A chef’s knife with a silver blade and white handle rests on a wooden magnetic knife holder mounted on a white tiled wall.

A person in a dark apron holds a large kitchen knife over a wooden cutting board, preparing to cut.

He built the knife he wanted to use himself, not the knife a focus group might request. “If I asked a focus group of home cooks what they look for in a chef’s knife, they might say they want a knife that’s sharp, that makes cutting easier, and that has great food release. But none of them would say, ‘I want an ultrasonic knife.’ So I’m building the knife that I want, and I hope like hell there are other people out there like me. So far, it looks like there are.”

The knife, called the C-200, is simple in use but advanced in engineering. Press a button, and the blade vibrates more than 40,000 times per second, reducing friction and cutting effort by up to 50%. Even when the ultrasonic function is off, the blade—made from high-quality Japanese AUS-10 steel—performs like a traditional chef’s knife. It sells for $399, with shipping expected in March of next year.
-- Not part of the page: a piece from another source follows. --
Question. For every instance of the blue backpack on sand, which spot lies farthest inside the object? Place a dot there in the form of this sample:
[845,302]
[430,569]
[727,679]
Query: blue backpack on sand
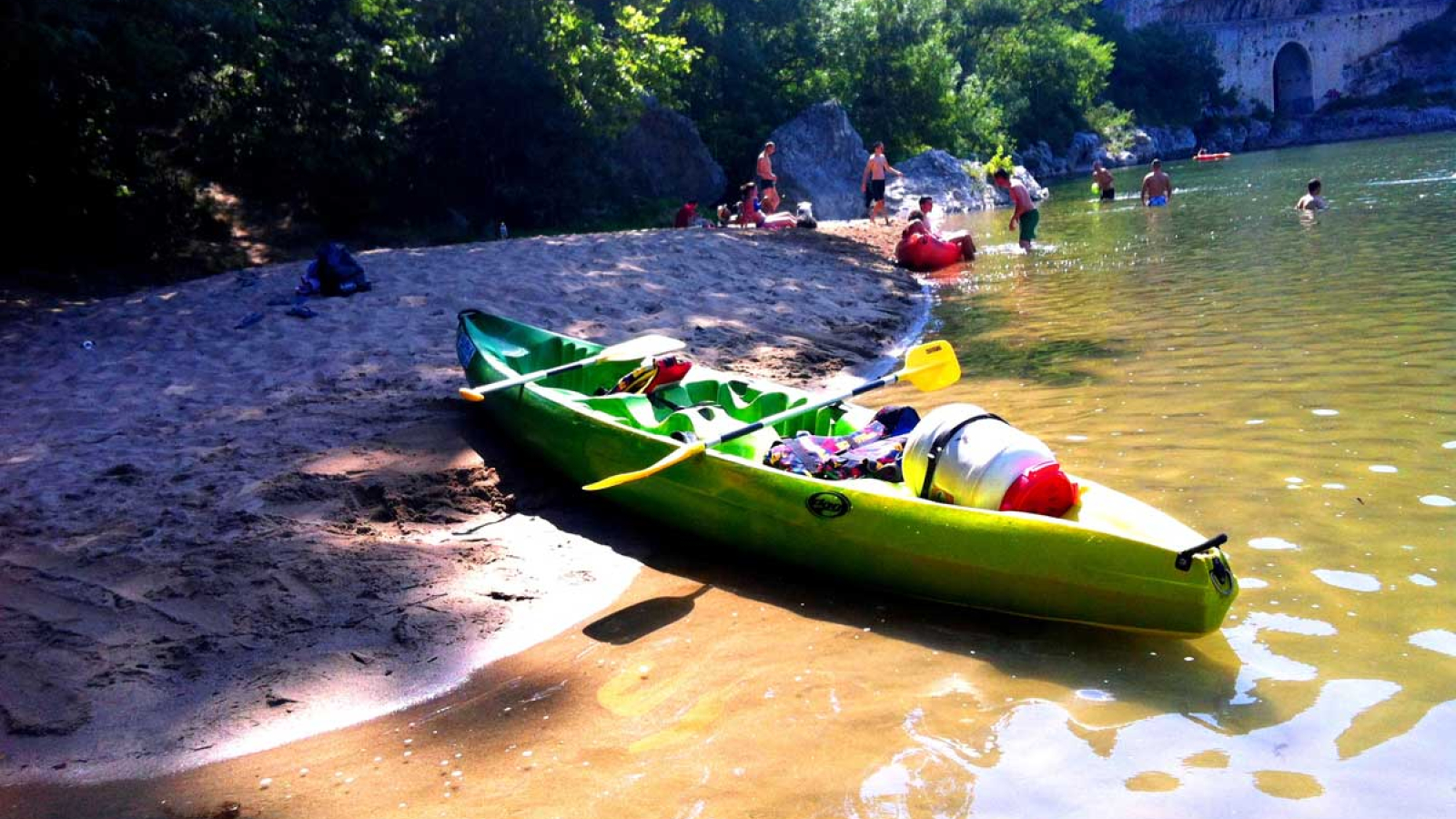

Seattle Ultrasonics runs as a small, focused team. Heimendinger works alongside Caitlin Sanders, also formerly of Modernist Cuisine, who helps with marketing and special projects. He draws on a broader network of engineers, industrial designers, and factory partners in Malaysia to turn the knife from concept to reality. In 2023, he raised $2.1 million from 28 angel investors, stressing that he uses a “founder-friendly and investor friendly” model developed by his friend, board member and investor, Rand Fishkin.

Heimendinger is an inspiration to many in the tech and culinary fields for the way he follows his curiosity and pursues his passions. He admires Will Guidara and Brian Canlis for their approach to hospitality, and Ray and Charles Eames for their design philosophy. He wants his knife to do more than cut; it should make people feel capable and confident. And who doesn’t want that?